Finding solutions outside formal planning process for economic and ecological prosperity has become a trend in both developed and developing nations. Many countries now believe that economic growth can complement environment conservation. Important policies have been formed and implemented targeting solid waste management system in most nations. However, according to Bimal Bastola, co-founder of Green Road Management Company, this level of consciousness seems to be lacking among our policy makers. Very few policies are made in Nepal keeping in mind its impact on the environment.
Hence, Bastola along with his friend, Sanjeev Bastola, thought of proposing a sustainable business model to their state government. Their friend Bimal Basel also helped them. They aimed at constructing a plastic road that would help in reducing plastic waste in the city. At the same time, the roads would be more durable and strong.
According to Bastola, the inner and connecting roads of Pokhara are not maintained. Most of the roads are in a deplorable state with puddles and potholes. Bastola himself had an accident about two years ago because of the pathetic conditions of the roads. “That made me realize, every year many people lose their lives or become disabled because of these roads,” says Bastola stating one of the main reasons why he thought of establishing his Green Road Management Company. The company aims at building strong roads and reducing plastic waste at the same time.
These two young and talented individuals have been conservationists and activists since their school days. When they were younger, they always planned to transform their beautiful hometown, Pokhara, in whatever ways they could.
“It’s not the big steps you take that matters. It’s the small acts of conservation that makes a difference and we have always been ardent supporter of eco-friendly way of living,” says Bastola who does not believe in relying completely on the government to get everything done. “We as citizens can also do a lot on our own,” he adds.
Hence, these three youngsters came to Kathmandu to meet up with various entrepreneurs and professionals who already had the expertise in managing plastic waste. To their surprise, they realized that all of these start-ups collected waste but had no recycling plants to recycle them. Hence Bimal Bastola, who is also a mechanical engineer, took training to know more about recycling machines from Bhutan and Rajiv Subedi, who is a civil engineer, got trained and learnt about plastic road making process.
They planned to make their first trial road at Anupam tol in Pokhara. They first took the permission of the locals and then bargained with the municipality for plastic road construction. The local municipality sanctioned their trial attempt. “We told the local government that we would construct a plastic road. If we were successful, the municipality would have to give us money separated for the construction of the road and if we were not successful we would bear the entire cost ourselves,” explains Bastola.

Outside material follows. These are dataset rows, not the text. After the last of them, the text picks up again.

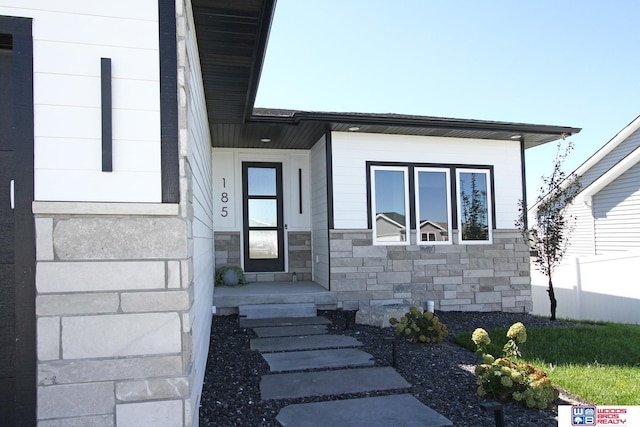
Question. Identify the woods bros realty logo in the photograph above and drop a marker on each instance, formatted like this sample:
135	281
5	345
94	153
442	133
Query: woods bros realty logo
587	415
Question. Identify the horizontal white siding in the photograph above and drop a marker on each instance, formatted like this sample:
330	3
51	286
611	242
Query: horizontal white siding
617	214
608	161
581	236
199	160
351	151
70	37
604	229
319	213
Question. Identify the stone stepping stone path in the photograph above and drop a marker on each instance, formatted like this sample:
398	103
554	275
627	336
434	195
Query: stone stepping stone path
284	321
309	342
332	367
317	359
330	383
394	410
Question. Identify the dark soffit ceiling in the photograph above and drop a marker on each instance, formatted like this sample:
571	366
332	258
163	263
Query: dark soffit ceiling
288	129
232	39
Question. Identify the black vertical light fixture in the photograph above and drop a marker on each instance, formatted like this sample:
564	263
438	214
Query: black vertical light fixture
107	119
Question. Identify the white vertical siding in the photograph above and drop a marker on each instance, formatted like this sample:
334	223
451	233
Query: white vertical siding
351	151
199	161
70	37
319	214
616	211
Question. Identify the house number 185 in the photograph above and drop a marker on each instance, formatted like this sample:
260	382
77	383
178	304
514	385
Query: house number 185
224	198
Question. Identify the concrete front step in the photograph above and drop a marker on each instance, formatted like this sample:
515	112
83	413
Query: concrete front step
284	321
384	411
309	342
329	383
317	359
289	331
265	311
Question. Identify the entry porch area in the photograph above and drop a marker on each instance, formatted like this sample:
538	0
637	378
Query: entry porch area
226	300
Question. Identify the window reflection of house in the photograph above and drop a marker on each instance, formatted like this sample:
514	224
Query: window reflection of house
390	227
431	231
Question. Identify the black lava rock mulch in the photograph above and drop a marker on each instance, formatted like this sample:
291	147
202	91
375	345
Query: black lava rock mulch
441	375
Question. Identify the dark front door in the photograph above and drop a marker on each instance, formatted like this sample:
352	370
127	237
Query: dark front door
7	233
263	227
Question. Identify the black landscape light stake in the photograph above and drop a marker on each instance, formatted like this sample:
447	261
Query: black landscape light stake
394	351
498	411
347	319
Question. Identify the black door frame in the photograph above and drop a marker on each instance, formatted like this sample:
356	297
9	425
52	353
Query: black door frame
20	31
263	265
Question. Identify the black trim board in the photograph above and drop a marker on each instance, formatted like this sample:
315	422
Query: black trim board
22	42
168	102
106	110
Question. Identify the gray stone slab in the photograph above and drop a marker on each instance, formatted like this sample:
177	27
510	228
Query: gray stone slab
290	331
309	342
265	311
284	321
317	359
384	411
328	383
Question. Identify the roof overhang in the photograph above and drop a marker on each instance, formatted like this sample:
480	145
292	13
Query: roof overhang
301	129
232	41
232	38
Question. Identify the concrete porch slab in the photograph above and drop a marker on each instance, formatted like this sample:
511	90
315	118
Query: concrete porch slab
397	410
289	331
309	342
327	383
317	359
284	321
266	311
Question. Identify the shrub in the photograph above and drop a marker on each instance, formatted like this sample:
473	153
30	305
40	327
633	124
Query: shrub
230	275
417	326
506	378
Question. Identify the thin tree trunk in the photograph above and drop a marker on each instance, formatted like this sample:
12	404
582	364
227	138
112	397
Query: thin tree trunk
552	299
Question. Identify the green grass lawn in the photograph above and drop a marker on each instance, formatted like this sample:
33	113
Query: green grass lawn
600	362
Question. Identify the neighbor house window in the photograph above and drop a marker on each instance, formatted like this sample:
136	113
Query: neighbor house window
390	204
474	207
433	207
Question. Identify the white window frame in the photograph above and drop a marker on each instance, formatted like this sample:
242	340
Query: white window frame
405	171
416	181
487	174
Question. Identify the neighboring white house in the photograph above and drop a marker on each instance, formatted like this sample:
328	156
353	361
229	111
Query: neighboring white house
134	164
597	279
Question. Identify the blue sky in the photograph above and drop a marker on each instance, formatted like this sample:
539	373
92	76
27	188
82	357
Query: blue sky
554	62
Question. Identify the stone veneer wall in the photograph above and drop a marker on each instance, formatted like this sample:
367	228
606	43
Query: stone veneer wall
227	250
493	277
113	297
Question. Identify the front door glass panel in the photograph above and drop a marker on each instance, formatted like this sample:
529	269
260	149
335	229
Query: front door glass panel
263	218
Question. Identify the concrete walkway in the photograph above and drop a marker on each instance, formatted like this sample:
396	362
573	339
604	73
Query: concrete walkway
332	367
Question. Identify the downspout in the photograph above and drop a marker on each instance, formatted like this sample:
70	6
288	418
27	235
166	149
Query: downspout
329	166
578	288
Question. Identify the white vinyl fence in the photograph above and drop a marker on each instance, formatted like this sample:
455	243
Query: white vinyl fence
599	287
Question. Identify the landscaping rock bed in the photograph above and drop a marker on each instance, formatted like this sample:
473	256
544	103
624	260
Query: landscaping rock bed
441	375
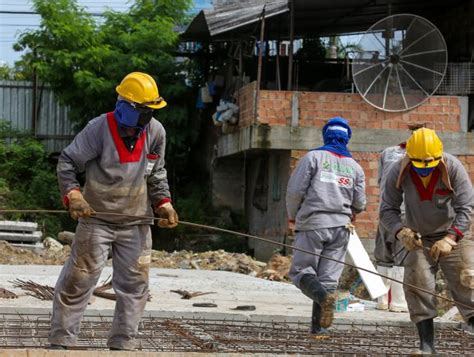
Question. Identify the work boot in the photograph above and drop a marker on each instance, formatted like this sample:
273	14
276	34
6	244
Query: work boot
316	328
312	288
470	326
426	333
327	310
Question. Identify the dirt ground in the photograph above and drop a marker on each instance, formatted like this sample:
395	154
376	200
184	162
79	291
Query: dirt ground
275	269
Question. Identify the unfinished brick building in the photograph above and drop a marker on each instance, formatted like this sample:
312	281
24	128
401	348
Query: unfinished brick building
252	163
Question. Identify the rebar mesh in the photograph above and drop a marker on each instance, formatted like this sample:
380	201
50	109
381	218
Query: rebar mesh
203	335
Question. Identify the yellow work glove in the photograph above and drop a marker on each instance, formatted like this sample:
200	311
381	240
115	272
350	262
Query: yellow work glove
442	247
409	239
78	206
169	217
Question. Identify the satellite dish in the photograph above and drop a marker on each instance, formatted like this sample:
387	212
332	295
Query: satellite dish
400	62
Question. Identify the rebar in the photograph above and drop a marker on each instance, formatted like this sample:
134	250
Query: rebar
244	336
212	228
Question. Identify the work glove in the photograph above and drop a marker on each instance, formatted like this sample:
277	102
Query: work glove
78	206
169	217
442	247
291	228
409	239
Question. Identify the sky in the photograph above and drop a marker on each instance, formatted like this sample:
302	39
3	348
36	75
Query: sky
11	25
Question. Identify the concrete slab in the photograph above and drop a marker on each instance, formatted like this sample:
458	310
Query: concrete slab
274	301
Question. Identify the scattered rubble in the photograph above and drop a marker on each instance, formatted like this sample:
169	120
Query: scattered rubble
7	294
52	244
277	268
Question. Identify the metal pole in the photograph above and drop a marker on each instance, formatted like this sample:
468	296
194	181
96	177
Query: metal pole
33	104
292	38
259	69
277	64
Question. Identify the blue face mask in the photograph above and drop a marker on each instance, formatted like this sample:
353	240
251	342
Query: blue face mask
129	117
423	172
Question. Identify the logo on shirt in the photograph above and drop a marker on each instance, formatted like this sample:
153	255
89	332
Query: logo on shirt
338	168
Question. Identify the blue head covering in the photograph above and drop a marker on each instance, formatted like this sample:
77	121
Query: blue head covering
336	136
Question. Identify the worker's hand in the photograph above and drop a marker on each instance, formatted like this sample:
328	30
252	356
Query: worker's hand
409	239
291	228
78	206
443	247
169	217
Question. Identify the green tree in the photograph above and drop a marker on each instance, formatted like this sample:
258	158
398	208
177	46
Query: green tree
27	180
82	59
11	73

While they did face a lot of problems while finding the contractor, collecting and cleaning plastics, they were finally able to complete the construction on July 19, 2018 and the road was inaugurated by the mayor of Pokhara, Man Bahadur GC.
According to Bastola, the company aims to do a lot more in the future. He says many of our neighboring countries like India and Bhutan have made making certain kilometers of plastic road compulsory and helped small start-ups in the process. Recently, the Maharashtra government in India also made it compulsory to use plastic waste while constructing roads. Green Waste Management Company is currently also lobbying for same, and forming pressure groups to force their local government to implement it as well.
“It’s also important to understand that we are not begging the government to give us funds. We are giving them a proposal to make eco-friendly roads at a lower price. The roads are also much stronger and durable,” says Bastola adding that this proposal will benefit both the parties – the government and the citizens – equally.
In the future, the company wants to make more innovations in the sector of waste management by bringing sustainable ideas from all around the globe. “First of all, we have already started setting up plastic waste collection center at each ward,” says Bastola. They intend to give money in exchange of plastic to these contributors at local wards. The company has also linked up with business houses and institutions that generate a lot of plastic waste. And lastly, they have been and will continue to collect plastic waste from the landfills and recycle them on their own. “We are looking towards reducing the burden at the landfill site. We want to segregate and use recyclable waste to its fullest. Our target is to achieve almost 90-95% utilization of collected waste,” says Bastola.
They also intend to collaborate with the government and spread awareness about the hazards of plastic waste and importance of waste segregations at schools. “Our children are our future and it’s extremely important to make them aware about the need to recycle and conserve the environment if we want to save our beautiful nation,” says Bastola.